Lars Akerhaug interviews Haj Ali-al-qaysi

They made me stand on a box with a robe on my head and arms flat out in the air. They told me they would electrify me. I did not believe them. Then they took two wires and stuck them into my body. I felt like my eyeball was falling out. Then I fell to the ground.

This is the story of Haj Ali al-qaysi, the person pictured all over the world with a black robe as the pictures from Abu Ghraib was revealed. Before his troubles began with the Americans, Ali worked as a mukhtar, that is, a village chief, in his village in the Abu Ghraib district. He used to lecture in mosques; harvest dates and run a parking lot next to the local mosque.
Today, Haj Ali is far from a frightening figure.

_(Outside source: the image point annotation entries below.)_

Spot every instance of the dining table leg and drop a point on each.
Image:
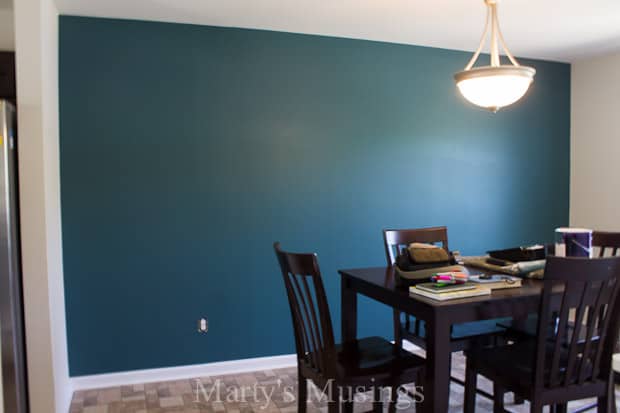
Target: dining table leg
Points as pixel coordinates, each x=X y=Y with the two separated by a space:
x=348 y=314
x=438 y=359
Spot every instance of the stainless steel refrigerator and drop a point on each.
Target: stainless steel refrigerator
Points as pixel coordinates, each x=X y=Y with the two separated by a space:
x=12 y=343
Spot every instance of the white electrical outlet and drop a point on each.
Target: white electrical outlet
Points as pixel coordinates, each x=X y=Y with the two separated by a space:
x=203 y=325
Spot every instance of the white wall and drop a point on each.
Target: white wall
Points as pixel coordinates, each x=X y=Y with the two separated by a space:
x=36 y=29
x=7 y=28
x=595 y=143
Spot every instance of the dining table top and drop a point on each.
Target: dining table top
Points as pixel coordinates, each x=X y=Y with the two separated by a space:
x=385 y=278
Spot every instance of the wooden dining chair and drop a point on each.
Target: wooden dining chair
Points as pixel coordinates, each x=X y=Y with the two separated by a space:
x=560 y=364
x=369 y=364
x=605 y=244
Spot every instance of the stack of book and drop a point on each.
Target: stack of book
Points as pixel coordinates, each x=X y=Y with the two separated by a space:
x=443 y=292
x=496 y=281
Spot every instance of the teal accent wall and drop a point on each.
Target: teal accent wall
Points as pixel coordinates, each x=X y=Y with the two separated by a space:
x=186 y=151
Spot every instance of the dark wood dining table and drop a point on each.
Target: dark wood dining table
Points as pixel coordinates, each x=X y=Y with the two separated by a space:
x=380 y=284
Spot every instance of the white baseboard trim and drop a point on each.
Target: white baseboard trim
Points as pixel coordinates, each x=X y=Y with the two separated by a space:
x=98 y=381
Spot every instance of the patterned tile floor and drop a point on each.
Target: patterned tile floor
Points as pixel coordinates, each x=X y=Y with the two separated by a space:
x=263 y=391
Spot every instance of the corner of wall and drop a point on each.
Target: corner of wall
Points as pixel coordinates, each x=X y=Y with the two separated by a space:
x=36 y=38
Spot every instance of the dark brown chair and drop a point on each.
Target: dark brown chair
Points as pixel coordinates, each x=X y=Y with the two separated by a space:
x=368 y=364
x=607 y=243
x=560 y=364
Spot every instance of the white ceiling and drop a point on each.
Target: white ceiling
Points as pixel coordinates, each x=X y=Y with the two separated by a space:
x=562 y=30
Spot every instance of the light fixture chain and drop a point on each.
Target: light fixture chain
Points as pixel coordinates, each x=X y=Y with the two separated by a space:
x=494 y=28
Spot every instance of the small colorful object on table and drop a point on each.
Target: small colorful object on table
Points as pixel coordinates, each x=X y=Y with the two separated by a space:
x=448 y=278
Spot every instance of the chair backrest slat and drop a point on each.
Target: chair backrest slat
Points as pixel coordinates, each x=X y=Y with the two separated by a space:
x=314 y=337
x=395 y=239
x=579 y=318
x=605 y=310
x=587 y=288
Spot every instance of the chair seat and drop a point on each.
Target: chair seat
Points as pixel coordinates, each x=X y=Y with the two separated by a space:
x=526 y=329
x=492 y=362
x=470 y=330
x=378 y=358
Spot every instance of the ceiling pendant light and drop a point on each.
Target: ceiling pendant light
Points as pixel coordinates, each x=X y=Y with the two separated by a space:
x=496 y=86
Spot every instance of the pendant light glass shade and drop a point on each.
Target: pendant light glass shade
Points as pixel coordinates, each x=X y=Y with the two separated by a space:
x=496 y=86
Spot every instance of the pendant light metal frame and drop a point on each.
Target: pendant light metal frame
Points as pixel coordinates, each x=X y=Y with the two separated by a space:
x=495 y=68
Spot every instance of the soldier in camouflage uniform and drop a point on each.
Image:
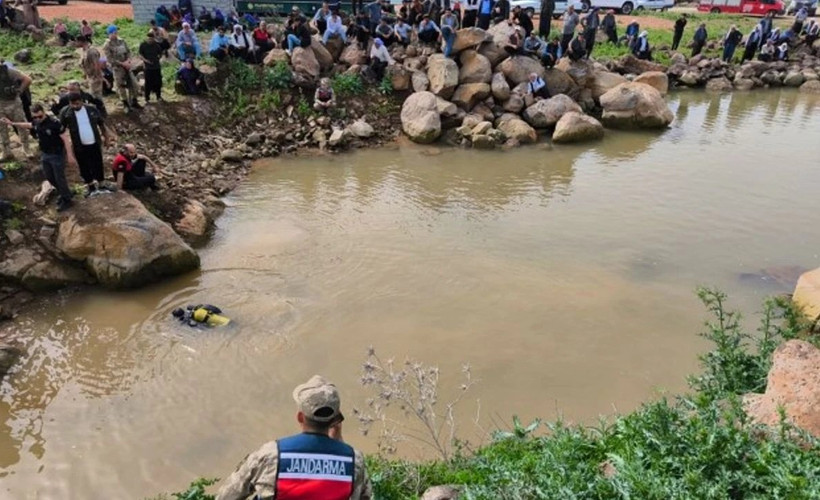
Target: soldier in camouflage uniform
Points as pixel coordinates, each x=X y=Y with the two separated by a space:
x=12 y=84
x=116 y=50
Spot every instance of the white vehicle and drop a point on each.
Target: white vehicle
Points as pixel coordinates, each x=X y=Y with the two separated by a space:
x=534 y=6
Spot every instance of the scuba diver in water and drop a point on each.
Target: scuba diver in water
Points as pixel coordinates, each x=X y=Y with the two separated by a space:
x=201 y=315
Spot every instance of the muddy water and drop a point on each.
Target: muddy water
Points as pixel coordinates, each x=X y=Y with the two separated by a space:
x=564 y=277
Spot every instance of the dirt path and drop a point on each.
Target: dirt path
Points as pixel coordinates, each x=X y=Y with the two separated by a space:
x=90 y=11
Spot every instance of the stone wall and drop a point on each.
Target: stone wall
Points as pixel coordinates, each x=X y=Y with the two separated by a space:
x=144 y=9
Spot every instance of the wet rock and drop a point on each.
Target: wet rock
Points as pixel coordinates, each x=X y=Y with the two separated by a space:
x=635 y=105
x=603 y=82
x=231 y=155
x=361 y=129
x=445 y=492
x=23 y=56
x=467 y=95
x=517 y=69
x=420 y=81
x=420 y=118
x=499 y=87
x=811 y=87
x=546 y=112
x=793 y=385
x=305 y=64
x=443 y=75
x=8 y=356
x=121 y=243
x=518 y=129
x=470 y=38
x=577 y=127
x=276 y=56
x=475 y=68
x=656 y=79
x=15 y=237
x=721 y=84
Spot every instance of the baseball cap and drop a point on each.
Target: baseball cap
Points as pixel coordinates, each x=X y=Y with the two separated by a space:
x=318 y=399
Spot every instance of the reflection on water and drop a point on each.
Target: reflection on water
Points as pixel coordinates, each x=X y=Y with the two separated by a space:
x=563 y=276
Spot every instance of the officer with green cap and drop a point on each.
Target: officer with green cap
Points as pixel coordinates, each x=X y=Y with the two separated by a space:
x=12 y=84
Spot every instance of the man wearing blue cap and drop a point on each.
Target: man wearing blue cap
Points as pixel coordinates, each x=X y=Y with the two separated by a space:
x=118 y=54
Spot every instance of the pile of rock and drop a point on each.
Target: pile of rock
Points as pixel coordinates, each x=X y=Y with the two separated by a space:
x=480 y=97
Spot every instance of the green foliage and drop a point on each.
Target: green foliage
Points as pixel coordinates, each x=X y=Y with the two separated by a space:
x=278 y=77
x=697 y=446
x=386 y=86
x=346 y=85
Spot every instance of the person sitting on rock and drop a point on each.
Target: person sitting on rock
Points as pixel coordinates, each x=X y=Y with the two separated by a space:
x=783 y=52
x=335 y=28
x=515 y=43
x=220 y=46
x=551 y=53
x=767 y=52
x=187 y=43
x=190 y=81
x=642 y=48
x=324 y=99
x=385 y=33
x=403 y=31
x=129 y=170
x=242 y=45
x=201 y=315
x=320 y=18
x=262 y=38
x=537 y=87
x=74 y=87
x=428 y=31
x=61 y=32
x=533 y=46
x=449 y=26
x=379 y=59
x=699 y=39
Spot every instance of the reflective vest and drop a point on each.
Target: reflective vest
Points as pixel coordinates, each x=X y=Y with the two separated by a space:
x=313 y=466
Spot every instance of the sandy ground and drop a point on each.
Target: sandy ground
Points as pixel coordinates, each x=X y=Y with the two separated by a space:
x=91 y=11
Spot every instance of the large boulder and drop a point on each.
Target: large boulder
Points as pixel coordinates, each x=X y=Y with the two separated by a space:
x=475 y=68
x=304 y=63
x=519 y=130
x=467 y=95
x=324 y=57
x=546 y=112
x=581 y=71
x=518 y=69
x=470 y=38
x=657 y=79
x=121 y=243
x=793 y=386
x=577 y=127
x=558 y=82
x=603 y=82
x=635 y=105
x=352 y=55
x=443 y=75
x=420 y=118
x=500 y=88
x=807 y=293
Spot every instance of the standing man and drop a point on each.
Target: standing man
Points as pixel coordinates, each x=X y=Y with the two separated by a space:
x=48 y=132
x=150 y=52
x=699 y=40
x=86 y=130
x=12 y=85
x=545 y=18
x=570 y=22
x=118 y=55
x=315 y=464
x=680 y=24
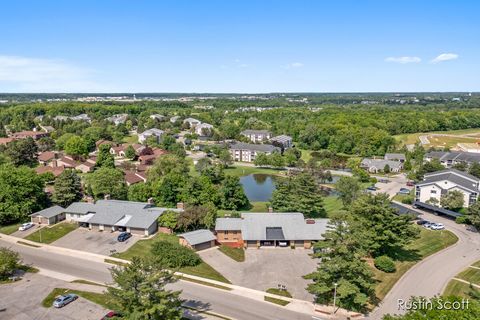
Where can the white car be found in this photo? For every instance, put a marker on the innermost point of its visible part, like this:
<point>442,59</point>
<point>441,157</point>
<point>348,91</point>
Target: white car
<point>437,226</point>
<point>25,226</point>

A warm looking man, it is difficult to imagine how he could be treated or sent to such a destiny as the hellish torture of Abu Ghraib.
“My first problems with the Americans”, tells Ali, “was when I took some empty land and converted it into a playground for the youngsters”. Ali tells that the Americans began bringing rubble from the airport area here, containing among other things human body parts and pornographic magazines. One of the local doctors began reporting of lots of injuries from poor locals, searching through the rubbish for valuables. “Before”, Ali jokes, “I was thinking that the American democracy would be a big playground. But instead they turned it into a rubbish storage for chemicals, human body parts and porn”.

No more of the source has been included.